In a state of nature, there is "no arts; no letters; no society; and which is worst of all, continual fear, and danger of violent death; and the life of man, solitary, poor, nasty, brutish, and short." (Hobbes)


tommyrot - Apr 14, 2008 9:44:36 am PDT #1657 of 10001
Sir, it's not an offence to let your cat eat your bacon. Okay? And we don't arrest cats, I'm very sorry.

In a state of nature, there is "no arts; no letters; no society; and which is worst of all, continual fear, and danger of violent death; and the life of man, solitary, poor, nasty, brutish, and short." (Hobbes)

But what does Calvin say?


bon bon - Apr 14, 2008 9:45:17 am PDT #1658 of 10001
It's five thousand for kissing, ten thousand for snuggling... End of list.

If anyone hasn't seen the montage of David Caruso's blackout lines while taking off his sunglasses, YOU NEED TO. It is amazing: [link]

ita, I lost my copying of your question to the Caruso link, but I'm not positive.
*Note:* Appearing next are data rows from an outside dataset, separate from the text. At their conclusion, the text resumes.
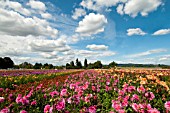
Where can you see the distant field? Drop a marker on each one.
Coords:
(119, 90)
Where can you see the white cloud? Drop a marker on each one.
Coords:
(93, 54)
(135, 31)
(16, 6)
(46, 15)
(165, 58)
(12, 23)
(78, 13)
(129, 7)
(98, 5)
(162, 32)
(89, 4)
(149, 52)
(134, 7)
(46, 45)
(91, 24)
(120, 9)
(97, 47)
(37, 5)
(109, 3)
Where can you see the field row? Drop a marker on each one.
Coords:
(92, 91)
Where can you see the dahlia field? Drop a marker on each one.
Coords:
(87, 91)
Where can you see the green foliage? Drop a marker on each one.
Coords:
(6, 62)
(37, 66)
(113, 64)
(85, 63)
(96, 65)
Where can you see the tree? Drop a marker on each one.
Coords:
(50, 66)
(67, 66)
(85, 63)
(113, 64)
(37, 66)
(2, 63)
(26, 65)
(96, 65)
(77, 62)
(72, 66)
(8, 63)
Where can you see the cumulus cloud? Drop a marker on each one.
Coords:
(98, 5)
(91, 24)
(16, 6)
(12, 23)
(78, 13)
(97, 47)
(162, 32)
(149, 52)
(46, 15)
(129, 7)
(135, 31)
(120, 9)
(93, 54)
(37, 5)
(134, 7)
(46, 45)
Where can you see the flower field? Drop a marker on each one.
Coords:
(88, 91)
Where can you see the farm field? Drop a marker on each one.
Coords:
(86, 91)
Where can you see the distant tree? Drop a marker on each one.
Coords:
(77, 61)
(8, 63)
(45, 66)
(79, 66)
(2, 63)
(85, 63)
(50, 66)
(72, 66)
(26, 65)
(96, 65)
(113, 64)
(37, 66)
(67, 66)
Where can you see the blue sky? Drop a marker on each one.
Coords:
(55, 31)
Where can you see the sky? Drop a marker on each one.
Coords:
(59, 31)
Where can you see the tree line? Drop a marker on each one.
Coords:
(6, 63)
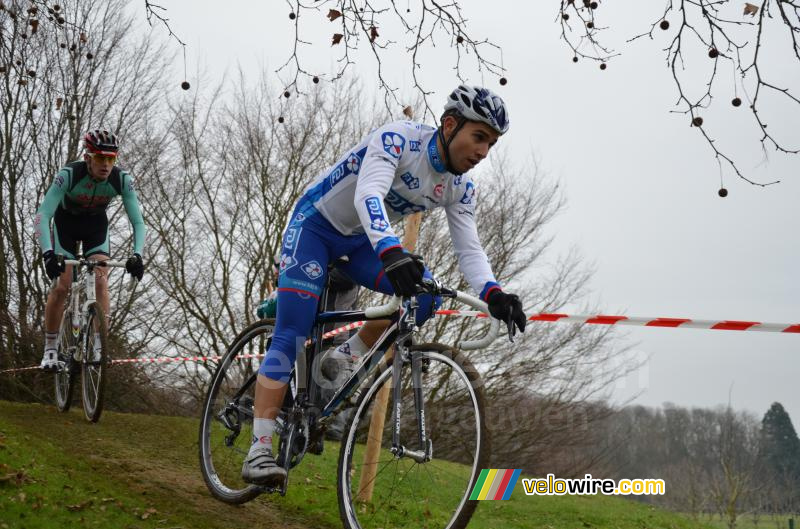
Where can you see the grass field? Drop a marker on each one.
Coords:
(141, 471)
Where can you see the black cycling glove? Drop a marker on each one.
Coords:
(53, 264)
(135, 266)
(507, 308)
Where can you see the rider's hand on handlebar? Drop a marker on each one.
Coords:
(53, 264)
(135, 266)
(507, 308)
(403, 270)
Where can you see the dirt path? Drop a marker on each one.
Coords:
(149, 454)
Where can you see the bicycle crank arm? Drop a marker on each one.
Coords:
(419, 456)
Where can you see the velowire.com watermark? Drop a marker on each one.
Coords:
(552, 486)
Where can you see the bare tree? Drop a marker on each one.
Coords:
(733, 35)
(732, 481)
(49, 95)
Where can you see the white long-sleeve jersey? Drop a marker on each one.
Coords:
(396, 170)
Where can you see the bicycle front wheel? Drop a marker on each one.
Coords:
(94, 363)
(378, 489)
(226, 427)
(68, 370)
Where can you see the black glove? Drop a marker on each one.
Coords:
(507, 308)
(404, 271)
(53, 264)
(134, 266)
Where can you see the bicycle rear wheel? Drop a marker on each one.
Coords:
(68, 371)
(94, 364)
(226, 426)
(390, 491)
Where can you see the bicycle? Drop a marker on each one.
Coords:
(81, 319)
(424, 483)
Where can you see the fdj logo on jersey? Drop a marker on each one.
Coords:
(410, 180)
(393, 143)
(468, 194)
(377, 221)
(287, 261)
(312, 269)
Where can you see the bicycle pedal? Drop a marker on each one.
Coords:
(316, 447)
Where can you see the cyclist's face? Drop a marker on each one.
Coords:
(471, 144)
(99, 165)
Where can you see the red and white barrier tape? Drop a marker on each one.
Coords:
(599, 319)
(685, 323)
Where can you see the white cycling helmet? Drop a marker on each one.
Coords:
(479, 104)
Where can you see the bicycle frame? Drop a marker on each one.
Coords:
(84, 281)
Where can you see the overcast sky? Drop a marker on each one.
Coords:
(641, 186)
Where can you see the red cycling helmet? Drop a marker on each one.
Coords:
(101, 142)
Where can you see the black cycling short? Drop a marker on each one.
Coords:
(91, 230)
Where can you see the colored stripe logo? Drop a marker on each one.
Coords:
(495, 484)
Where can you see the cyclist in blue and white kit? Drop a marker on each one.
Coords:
(396, 170)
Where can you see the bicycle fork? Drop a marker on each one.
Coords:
(425, 451)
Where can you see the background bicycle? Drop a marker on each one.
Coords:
(427, 446)
(82, 318)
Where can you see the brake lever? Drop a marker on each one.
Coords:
(511, 328)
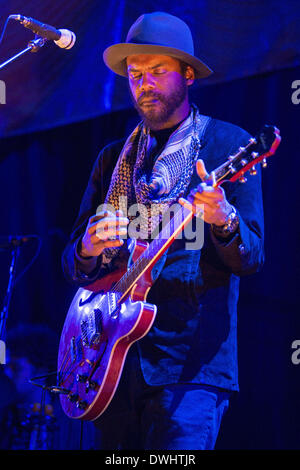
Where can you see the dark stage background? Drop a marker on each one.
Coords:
(62, 107)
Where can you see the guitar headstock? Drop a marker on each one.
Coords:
(258, 149)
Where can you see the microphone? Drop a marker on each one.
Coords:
(11, 241)
(62, 37)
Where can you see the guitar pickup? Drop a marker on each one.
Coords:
(91, 328)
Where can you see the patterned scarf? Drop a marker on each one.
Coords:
(173, 168)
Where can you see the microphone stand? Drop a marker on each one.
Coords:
(34, 46)
(12, 270)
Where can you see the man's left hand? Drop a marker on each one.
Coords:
(211, 198)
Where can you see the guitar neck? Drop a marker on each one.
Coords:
(172, 228)
(233, 169)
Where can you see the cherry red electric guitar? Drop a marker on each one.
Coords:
(108, 316)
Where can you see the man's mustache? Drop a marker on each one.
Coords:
(148, 95)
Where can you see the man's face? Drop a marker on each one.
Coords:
(158, 88)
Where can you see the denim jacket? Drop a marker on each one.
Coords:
(194, 336)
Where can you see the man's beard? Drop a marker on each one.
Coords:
(154, 116)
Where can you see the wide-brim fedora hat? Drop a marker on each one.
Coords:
(156, 33)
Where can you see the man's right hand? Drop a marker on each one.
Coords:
(100, 228)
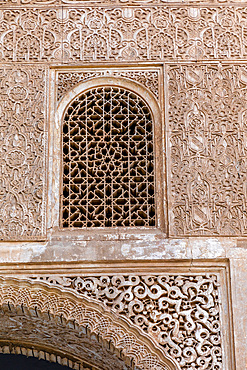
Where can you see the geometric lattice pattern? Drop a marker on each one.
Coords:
(108, 162)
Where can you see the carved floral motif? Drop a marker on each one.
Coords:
(208, 133)
(22, 152)
(123, 33)
(180, 312)
(37, 300)
(67, 80)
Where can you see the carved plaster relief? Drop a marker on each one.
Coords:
(43, 314)
(22, 152)
(68, 80)
(208, 132)
(31, 35)
(180, 312)
(122, 34)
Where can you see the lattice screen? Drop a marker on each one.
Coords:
(108, 161)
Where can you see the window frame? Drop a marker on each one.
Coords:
(57, 111)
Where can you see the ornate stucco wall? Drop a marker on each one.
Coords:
(188, 60)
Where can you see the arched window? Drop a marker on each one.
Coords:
(108, 160)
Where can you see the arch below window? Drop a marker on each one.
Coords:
(147, 102)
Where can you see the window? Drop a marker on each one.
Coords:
(108, 160)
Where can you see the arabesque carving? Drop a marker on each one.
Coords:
(108, 160)
(38, 300)
(67, 80)
(122, 34)
(22, 152)
(207, 128)
(180, 312)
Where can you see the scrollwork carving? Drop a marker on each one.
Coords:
(207, 114)
(122, 34)
(25, 299)
(180, 312)
(22, 175)
(67, 80)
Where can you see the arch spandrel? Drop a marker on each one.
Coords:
(40, 315)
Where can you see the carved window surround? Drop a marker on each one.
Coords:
(67, 83)
(183, 307)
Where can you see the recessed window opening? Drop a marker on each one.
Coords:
(108, 161)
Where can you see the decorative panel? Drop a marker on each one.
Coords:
(22, 152)
(122, 33)
(155, 33)
(108, 160)
(208, 152)
(31, 35)
(180, 311)
(68, 80)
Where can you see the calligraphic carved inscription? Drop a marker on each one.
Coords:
(208, 133)
(87, 34)
(22, 132)
(180, 312)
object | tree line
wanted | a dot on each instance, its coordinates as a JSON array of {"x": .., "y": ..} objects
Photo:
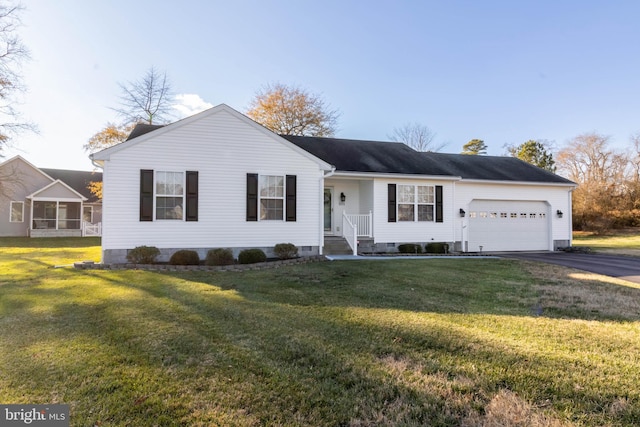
[{"x": 607, "y": 195}]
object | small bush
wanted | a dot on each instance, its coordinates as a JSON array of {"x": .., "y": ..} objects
[
  {"x": 410, "y": 248},
  {"x": 219, "y": 256},
  {"x": 143, "y": 255},
  {"x": 437, "y": 248},
  {"x": 184, "y": 257},
  {"x": 286, "y": 250},
  {"x": 251, "y": 256}
]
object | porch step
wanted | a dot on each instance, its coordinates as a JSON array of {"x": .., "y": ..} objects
[{"x": 336, "y": 245}]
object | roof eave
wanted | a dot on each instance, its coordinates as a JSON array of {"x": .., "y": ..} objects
[{"x": 349, "y": 174}]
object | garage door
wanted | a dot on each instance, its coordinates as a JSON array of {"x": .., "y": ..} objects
[{"x": 507, "y": 225}]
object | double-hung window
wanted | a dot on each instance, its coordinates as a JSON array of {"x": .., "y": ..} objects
[
  {"x": 271, "y": 197},
  {"x": 414, "y": 199},
  {"x": 17, "y": 212},
  {"x": 169, "y": 195}
]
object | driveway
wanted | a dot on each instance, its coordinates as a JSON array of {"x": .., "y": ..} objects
[{"x": 621, "y": 267}]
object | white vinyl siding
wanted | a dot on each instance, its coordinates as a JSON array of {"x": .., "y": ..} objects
[
  {"x": 17, "y": 212},
  {"x": 223, "y": 149}
]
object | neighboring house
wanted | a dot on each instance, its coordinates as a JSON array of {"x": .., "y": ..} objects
[
  {"x": 218, "y": 179},
  {"x": 47, "y": 202}
]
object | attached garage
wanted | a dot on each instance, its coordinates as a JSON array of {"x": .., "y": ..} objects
[{"x": 508, "y": 225}]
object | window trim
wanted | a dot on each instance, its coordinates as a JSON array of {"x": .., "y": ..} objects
[
  {"x": 11, "y": 219},
  {"x": 91, "y": 215},
  {"x": 167, "y": 195},
  {"x": 415, "y": 203}
]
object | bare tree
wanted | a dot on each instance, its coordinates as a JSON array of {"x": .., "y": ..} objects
[
  {"x": 417, "y": 136},
  {"x": 148, "y": 100},
  {"x": 290, "y": 110},
  {"x": 601, "y": 174},
  {"x": 13, "y": 54}
]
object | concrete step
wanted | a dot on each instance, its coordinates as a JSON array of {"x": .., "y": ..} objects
[{"x": 335, "y": 245}]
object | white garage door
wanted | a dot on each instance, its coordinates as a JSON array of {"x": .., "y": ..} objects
[{"x": 507, "y": 225}]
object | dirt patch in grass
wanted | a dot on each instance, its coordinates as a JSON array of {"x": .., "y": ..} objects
[
  {"x": 566, "y": 290},
  {"x": 508, "y": 409}
]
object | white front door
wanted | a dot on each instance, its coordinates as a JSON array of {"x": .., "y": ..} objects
[{"x": 328, "y": 210}]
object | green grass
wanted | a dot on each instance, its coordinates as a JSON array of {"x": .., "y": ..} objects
[
  {"x": 402, "y": 342},
  {"x": 624, "y": 242}
]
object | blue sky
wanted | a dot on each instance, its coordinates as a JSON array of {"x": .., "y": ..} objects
[{"x": 501, "y": 71}]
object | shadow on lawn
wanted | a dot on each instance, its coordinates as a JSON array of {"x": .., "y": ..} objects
[
  {"x": 268, "y": 352},
  {"x": 273, "y": 362},
  {"x": 436, "y": 286}
]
My unresearched answer would probably be that if, by providing the safe deposit numbers you knew the object of the conspiracy was to rob a bank, then yes, it's possible to be charged with felony murder. Aiding and abetting, that I'm not sure about.


Kristen - Apr 14, 2008 9:47:40 am PDT #1659 of 10001

Was it Jim Carrey who did the Caruso impression on Letterman?

ETA: Yes, it was!


Dana - Apr 14, 2008 9:48:23 am PDT #1660 of 10001
I'm terrifically busy with my ennui.

We become so bent out of shape over something as simple as letting your children out of sight on the playground that it starts seeming on par with letting them play on the railroad tracks at night. In the rain. In dark non-reflective coats.

Uh, I'm not sure letting your kid out of sight on a playground is the same thing as letting a nine-year-old kid loose in New York City. But IANAParent, I guess.


Jessica - Apr 14, 2008 9:54:05 am PDT #1661 of 10001
And then Ortus came and said "It's Ortin' time" and they all Orted off into the sunset

Most of the people I know who grew up here were riding the subway alone by 9 years-old. (Especially if they were attending a school in the opposite direction of both parents' workplaces.)


Kristen - Apr 14, 2008 9:54:05 am PDT #1662 of 10001

I can't remember the age at which I was allowed to take the subway alone. Maybe 12?

I took the bus alone much younger than that. It was how I got to/from school.


Allyson - Apr 14, 2008 9:57:02 am PDT #1663 of 10001
Wait, is this real-world child support, where the money goes to buy food for the kids, or MRA fantasyland child support where the women just buy Ferraris and cocaine? -Jessica

Justice Department data actually show the number of children abducted by strangers has been going down over the years. So why not let your kids get home from school by themselves?

I dunno. Maybe the number is dwindling because parents pack the pale, fragile little pickles into the bullet-proof SVU and have them tagged with GPS.

Possible.


Nora Deirdre - Apr 14, 2008 9:57:19 am PDT #1664 of 10001
I’m responsible for my own happiness? I can’t even be responsible for my own breakfast! (Bojack Horseman)

I took the bus alone much younger than that. It was how I got to/from school.

My sister and I took the city bus to school in elementary school. When we went to a public neighborhood school, we walked by ourselves.